Research

Working Papers



Abstract: Interest rate surprises measured around the Federal Open Market Committee announcements capture both surprises due to the central bank deviating from its usual stance and surprises due to the non-monetary central bank communication about the economic outlook. Looking at the response of financial markets in the Fed announcement window, I show that when stock prices fall in response to a positive interest rate surprise, firms reduce their investments, and financial frictions amplify this effect. Conversely, if stock prices increase in response to a positive interest rate surprise, firms accumulate more capital and financial frictions dampen investment. I show that a positive response of the financial markets to a tightening interest rate surprise is empirically consistent with an unexpected decrease in the risk premium in the capital markets, which in turn increases the price of debt and reduces the cost of financing capital investment. I develop a dynamic general equilibrium model with firm idiosyncratic productivity and real and financial frictions to explain the empirical findings and quantify the distributional effects of monetary policy on investment. The theoretical model also helps to explain recent findings in the literature. 

Presented at:  Boston College & Boston University Green Line Macro Meeting, Fall 2021


Abstract: The huge trading volumes in the foreign exchange rate markets are highly concentrated among a few financial players. The presence of large investors has been advocated for rejecting the assumption of perfectly competitive financial markets. We develop an international portfolio choice model with noise shocks and traders’ heterogeneity in market power. Large non-competitive traders internalize the impact of their portfolio decisions on determining prices. We find that higher market power i) amplifies (dampens) the response of the exchange rate to non-fundamental (fundamental) shocks; ii) destabilizes the exchange rate, increasing its volatility; iii) increases exchange rate predictability; iv) makes the exchange rate more disconnected to fundamentals. Our theoretical predictions are empirically confirmed on a cross-section of 18 currencies. Welfare analysis suggests that the consolidation in the financial sector in the last three decades increased investors’ welfare by 30%.

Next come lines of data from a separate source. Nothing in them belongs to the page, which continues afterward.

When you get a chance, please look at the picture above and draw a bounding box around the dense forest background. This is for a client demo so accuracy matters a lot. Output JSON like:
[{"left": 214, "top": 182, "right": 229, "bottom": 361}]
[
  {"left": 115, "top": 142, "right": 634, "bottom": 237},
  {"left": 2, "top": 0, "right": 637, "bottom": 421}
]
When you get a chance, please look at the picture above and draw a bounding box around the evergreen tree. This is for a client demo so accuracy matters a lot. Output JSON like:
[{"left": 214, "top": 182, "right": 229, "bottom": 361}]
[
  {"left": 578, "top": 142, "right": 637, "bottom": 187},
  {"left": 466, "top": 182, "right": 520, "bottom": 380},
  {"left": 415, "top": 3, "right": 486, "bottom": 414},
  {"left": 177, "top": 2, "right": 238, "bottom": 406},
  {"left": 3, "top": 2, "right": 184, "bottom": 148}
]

Presented at:  Boston College & Boston University Green Line Macro Meeting, Spring 2020



Abstract: In the fast-paced business world of today, the relentless focus on short-term gains often takes precedence over long-term objectives distorting corporate choices. This paper investigates the impact of short-termism on markup dynamics and its ramifications for both corporate performance and business cycle fluctuations. In the data, firms meeting Wall Street earnings forecasts exhibit greater markup growth than those that miss the expectations. We interpret this empirical finding as an indication of the presence of short-term distortions in the variation of firms' markup levels. we construct a quantitative model of heterogeneous firms that incorporates idiosyncratic productivity, short-term frictions, and endogenous markup to examine the implications of these distortions on business cycle fluctuations.